Last night I booked flights for Seoul, the most expensive ones I've purchased to fly within Asia.  I found that a little bit of a daunting prospect, but then it will be only the second time I've left Hong Kong this year - after my triumphant return to Britain in February.  Or unless I scamper over to Macau in the meantime.  So perhaps I have the right to treat myself to the joy of sitting in a metal cylinder thousands of feet above the ground for a few hours.

Today I got an invitation to visit the company office in Beijing.  I've been there once before, back in November of 2008, and I have mixed feelings about Beijing.  It's the opposite of Hong Kong in a lot of ways: Hong Kong is terribly hot outside and glacial inside, whereas Beijing is chilly until you go inside and almost faint from the stuffy heat being pumped into every building.  Beijing is a succession of enormous buildings and wide open spaces; Hong Kong is what happens when you tax people by how much area their buildings occupy, and they avoid unnecessary expense by building upwards and close together.  And Hong Kong has lots of tiny alleyways and little old businesses, whilst Beijing had been busy demolishing the old hutongs ... oh.  Maybe they're not so different after all.

The other reason I'm not completely overjoyed about travelling there is the worry of my passport; space in it is shrinking fast, and since my last visa to China expired in October last year, I will need to surrender another page in the thing for a new visa.  I have two fresh pages left, and then it's going to be a matter of a grumpy immigration official in whatever country I visit next having to hunt through the passport for a space to thwack his stamp.  I'm not entirely sure what will happen if he can't find the space.  Well, I am: I'm going to have to leave whatever country I arrive in, before I even get there.  And I like travelling much more than I enjoy being denied admittance to a country.

But for now, I should have the space to get into China.  They're one of the few countries (the other one is the United Kingdom - figure that out if you will) where the customs always scrutinise my passport and ask searching questions when I'm trying to get in.  (Australia, Taiwan and Singapore have all looked on me with suspicion when I left, but were happy to let me enter - fit that into a model of security if you can, after you've decided why the UK doesn't want to welcome me back with open arms and a cheery smile.)

I guess it could be to do with me not resembling my passport photo whatsoever.

But given the cost of replacing my passport (well over a thousand Hong Kong dollars, and while that's not so much in UK pounds, anything that costs more than a thousand of anything feels expensive) I've been holding off on a replacement until I can get as much mileage out of this one as possible.  Knowing my luck I'll pay for a 48 pager and then find I travel exactly nowhere for the next ten years.

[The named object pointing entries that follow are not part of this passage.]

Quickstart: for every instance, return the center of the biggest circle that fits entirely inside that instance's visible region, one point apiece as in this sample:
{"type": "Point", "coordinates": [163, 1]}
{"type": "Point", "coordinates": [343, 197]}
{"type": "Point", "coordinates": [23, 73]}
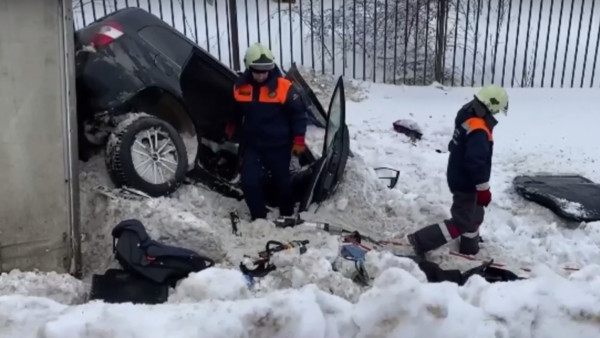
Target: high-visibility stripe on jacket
{"type": "Point", "coordinates": [272, 113]}
{"type": "Point", "coordinates": [471, 149]}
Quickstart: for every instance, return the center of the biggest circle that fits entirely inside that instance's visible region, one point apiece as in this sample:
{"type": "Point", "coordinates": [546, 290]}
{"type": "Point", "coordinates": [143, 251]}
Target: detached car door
{"type": "Point", "coordinates": [329, 168]}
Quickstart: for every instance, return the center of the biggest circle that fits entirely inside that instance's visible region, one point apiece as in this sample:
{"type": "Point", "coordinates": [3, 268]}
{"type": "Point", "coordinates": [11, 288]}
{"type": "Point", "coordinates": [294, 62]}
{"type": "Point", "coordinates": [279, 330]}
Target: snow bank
{"type": "Point", "coordinates": [313, 294]}
{"type": "Point", "coordinates": [398, 305]}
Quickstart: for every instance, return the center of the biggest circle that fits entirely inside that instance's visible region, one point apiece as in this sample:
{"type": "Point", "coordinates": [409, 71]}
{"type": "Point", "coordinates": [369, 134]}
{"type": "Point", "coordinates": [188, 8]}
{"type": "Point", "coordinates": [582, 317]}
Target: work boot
{"type": "Point", "coordinates": [469, 245]}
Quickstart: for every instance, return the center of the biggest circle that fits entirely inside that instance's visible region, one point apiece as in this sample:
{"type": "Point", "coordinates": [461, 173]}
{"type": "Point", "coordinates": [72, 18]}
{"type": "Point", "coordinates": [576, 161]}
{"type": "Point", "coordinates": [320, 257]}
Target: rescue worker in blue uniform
{"type": "Point", "coordinates": [468, 174]}
{"type": "Point", "coordinates": [272, 119]}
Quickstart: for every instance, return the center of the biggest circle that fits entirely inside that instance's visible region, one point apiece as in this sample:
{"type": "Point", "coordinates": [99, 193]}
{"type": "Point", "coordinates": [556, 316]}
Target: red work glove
{"type": "Point", "coordinates": [299, 145]}
{"type": "Point", "coordinates": [484, 197]}
{"type": "Point", "coordinates": [229, 130]}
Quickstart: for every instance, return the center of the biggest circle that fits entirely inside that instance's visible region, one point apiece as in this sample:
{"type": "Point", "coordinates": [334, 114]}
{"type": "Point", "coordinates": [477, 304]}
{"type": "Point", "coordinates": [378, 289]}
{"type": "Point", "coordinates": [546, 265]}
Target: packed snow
{"type": "Point", "coordinates": [313, 294]}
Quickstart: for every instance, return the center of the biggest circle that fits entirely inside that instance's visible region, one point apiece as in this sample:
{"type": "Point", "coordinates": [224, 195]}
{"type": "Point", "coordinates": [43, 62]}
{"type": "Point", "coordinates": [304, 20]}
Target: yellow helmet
{"type": "Point", "coordinates": [259, 57]}
{"type": "Point", "coordinates": [494, 98]}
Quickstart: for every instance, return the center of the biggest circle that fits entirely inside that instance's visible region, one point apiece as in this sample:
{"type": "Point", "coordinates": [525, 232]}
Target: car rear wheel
{"type": "Point", "coordinates": [147, 154]}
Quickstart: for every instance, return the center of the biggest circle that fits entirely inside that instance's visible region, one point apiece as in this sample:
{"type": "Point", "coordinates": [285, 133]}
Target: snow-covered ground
{"type": "Point", "coordinates": [305, 297]}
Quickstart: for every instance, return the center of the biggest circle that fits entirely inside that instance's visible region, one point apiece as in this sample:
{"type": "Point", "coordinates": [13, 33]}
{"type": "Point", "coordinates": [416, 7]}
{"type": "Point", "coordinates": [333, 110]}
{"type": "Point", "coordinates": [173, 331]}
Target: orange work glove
{"type": "Point", "coordinates": [229, 130]}
{"type": "Point", "coordinates": [299, 145]}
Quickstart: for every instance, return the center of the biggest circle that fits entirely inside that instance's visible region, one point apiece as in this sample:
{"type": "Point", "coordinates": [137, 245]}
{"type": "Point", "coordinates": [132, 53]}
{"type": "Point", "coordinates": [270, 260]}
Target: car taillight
{"type": "Point", "coordinates": [108, 33]}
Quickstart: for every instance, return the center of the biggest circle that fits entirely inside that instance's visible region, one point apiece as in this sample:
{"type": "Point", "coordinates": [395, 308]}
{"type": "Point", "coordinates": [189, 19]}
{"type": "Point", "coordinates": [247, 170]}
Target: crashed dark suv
{"type": "Point", "coordinates": [158, 104]}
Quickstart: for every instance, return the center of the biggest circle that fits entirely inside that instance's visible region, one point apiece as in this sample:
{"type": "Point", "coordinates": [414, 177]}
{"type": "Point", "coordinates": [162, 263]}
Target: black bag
{"type": "Point", "coordinates": [436, 274]}
{"type": "Point", "coordinates": [158, 262]}
{"type": "Point", "coordinates": [119, 286]}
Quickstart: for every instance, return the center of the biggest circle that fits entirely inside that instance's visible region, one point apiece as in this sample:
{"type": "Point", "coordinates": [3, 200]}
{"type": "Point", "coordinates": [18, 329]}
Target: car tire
{"type": "Point", "coordinates": [147, 154]}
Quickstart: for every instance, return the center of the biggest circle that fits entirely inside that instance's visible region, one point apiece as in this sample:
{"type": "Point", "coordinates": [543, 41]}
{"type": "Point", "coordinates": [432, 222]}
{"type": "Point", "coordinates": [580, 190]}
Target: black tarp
{"type": "Point", "coordinates": [572, 197]}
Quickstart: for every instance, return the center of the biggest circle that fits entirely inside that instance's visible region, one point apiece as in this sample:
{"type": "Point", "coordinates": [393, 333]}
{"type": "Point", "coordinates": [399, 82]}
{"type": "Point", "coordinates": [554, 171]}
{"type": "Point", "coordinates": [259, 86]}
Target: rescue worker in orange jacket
{"type": "Point", "coordinates": [272, 119]}
{"type": "Point", "coordinates": [468, 174]}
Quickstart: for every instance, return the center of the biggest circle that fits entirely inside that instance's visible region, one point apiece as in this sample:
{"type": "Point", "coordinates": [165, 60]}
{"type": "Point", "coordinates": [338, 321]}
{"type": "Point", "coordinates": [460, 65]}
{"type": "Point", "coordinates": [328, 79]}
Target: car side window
{"type": "Point", "coordinates": [167, 42]}
{"type": "Point", "coordinates": [334, 120]}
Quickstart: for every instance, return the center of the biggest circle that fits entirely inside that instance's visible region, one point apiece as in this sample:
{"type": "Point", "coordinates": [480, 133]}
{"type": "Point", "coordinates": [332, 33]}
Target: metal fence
{"type": "Point", "coordinates": [516, 43]}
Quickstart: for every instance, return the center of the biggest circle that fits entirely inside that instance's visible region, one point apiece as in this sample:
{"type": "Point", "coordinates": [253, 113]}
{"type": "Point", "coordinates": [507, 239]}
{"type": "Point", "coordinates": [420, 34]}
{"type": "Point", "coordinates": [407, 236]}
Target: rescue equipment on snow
{"type": "Point", "coordinates": [160, 263]}
{"type": "Point", "coordinates": [263, 262]}
{"type": "Point", "coordinates": [235, 220]}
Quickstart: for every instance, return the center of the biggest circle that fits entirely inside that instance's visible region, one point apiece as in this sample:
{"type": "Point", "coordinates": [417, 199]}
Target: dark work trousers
{"type": "Point", "coordinates": [277, 161]}
{"type": "Point", "coordinates": [466, 218]}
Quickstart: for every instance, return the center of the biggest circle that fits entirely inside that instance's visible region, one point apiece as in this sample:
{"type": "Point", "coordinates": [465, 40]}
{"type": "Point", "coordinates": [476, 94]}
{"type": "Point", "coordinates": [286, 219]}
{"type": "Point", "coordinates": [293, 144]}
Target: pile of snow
{"type": "Point", "coordinates": [313, 294]}
{"type": "Point", "coordinates": [398, 305]}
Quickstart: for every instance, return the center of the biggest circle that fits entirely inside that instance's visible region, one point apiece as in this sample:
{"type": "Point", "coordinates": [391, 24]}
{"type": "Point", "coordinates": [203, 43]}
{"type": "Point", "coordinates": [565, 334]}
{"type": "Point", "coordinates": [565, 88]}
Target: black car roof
{"type": "Point", "coordinates": [131, 18]}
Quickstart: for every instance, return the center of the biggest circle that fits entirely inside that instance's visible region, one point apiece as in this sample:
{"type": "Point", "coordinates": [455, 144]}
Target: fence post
{"type": "Point", "coordinates": [440, 39]}
{"type": "Point", "coordinates": [235, 41]}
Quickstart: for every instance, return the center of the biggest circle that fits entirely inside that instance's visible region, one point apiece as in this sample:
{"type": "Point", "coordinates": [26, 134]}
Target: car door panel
{"type": "Point", "coordinates": [336, 146]}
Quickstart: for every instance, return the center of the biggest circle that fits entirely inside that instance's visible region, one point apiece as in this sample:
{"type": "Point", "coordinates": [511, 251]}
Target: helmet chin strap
{"type": "Point", "coordinates": [480, 109]}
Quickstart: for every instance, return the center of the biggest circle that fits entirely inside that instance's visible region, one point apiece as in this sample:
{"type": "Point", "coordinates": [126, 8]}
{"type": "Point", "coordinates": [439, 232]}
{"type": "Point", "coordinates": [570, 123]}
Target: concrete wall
{"type": "Point", "coordinates": [39, 213]}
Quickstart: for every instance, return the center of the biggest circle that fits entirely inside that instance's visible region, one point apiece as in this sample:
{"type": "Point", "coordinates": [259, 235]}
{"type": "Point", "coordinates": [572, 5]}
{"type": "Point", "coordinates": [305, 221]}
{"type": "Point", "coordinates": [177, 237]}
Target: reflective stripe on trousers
{"type": "Point", "coordinates": [465, 221]}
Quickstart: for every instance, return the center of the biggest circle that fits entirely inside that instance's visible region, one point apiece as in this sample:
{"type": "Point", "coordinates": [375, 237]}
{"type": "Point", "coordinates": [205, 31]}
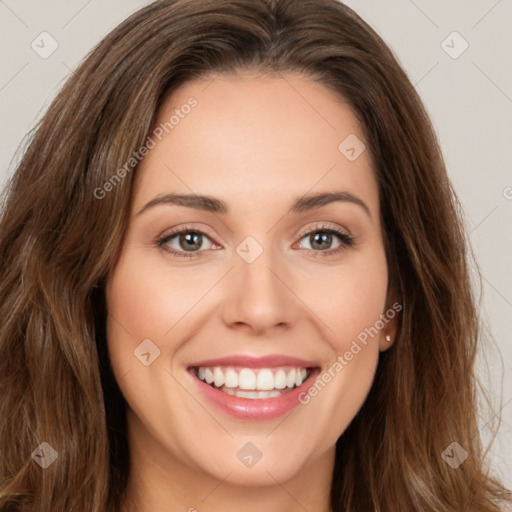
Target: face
{"type": "Point", "coordinates": [265, 289]}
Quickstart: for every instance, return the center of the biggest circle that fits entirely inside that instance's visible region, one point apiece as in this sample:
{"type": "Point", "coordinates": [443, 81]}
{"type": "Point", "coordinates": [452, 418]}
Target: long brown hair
{"type": "Point", "coordinates": [59, 242]}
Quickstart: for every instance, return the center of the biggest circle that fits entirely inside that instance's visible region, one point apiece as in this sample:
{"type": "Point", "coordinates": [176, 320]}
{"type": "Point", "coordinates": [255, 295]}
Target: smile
{"type": "Point", "coordinates": [253, 388]}
{"type": "Point", "coordinates": [253, 383]}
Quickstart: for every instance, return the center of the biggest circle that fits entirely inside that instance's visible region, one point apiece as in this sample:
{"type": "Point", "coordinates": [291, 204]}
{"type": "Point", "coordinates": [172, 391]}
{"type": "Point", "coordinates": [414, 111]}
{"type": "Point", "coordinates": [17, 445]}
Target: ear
{"type": "Point", "coordinates": [389, 318]}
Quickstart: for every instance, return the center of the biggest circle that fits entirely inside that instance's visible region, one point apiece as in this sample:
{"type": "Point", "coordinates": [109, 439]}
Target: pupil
{"type": "Point", "coordinates": [191, 240]}
{"type": "Point", "coordinates": [325, 238]}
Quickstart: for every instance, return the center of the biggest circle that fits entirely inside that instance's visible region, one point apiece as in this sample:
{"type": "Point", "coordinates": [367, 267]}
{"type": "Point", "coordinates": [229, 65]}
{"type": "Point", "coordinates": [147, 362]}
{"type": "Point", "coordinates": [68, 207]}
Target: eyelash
{"type": "Point", "coordinates": [346, 241]}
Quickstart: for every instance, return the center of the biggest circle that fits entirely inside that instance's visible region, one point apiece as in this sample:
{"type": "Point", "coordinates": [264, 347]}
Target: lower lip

So going into China is a bit of a hassle, and getting my visa application in time is also going to be a bit of a pain (need the passport back before I flee for the UK, after all, in less than two weeks), but all the same, it's a step closer to replacing it, which is (possibly) good, as it may mean that the Chinese officials will refrain from asking difficult, apparently tricky questions to me like

What is ... ... ... your name?

I'm probably dreaming.  Dollars to doughnuts, pounds to pork pies or negotiable bearer bonds to nougat, I'll get a passport with my big beardy hairy visage glowering out, then the next day I'll fall out of a tree and all my hair will drop out.

And since I can't swim to save my life, emulating Duncan Goodhew isn't going to be much of an option.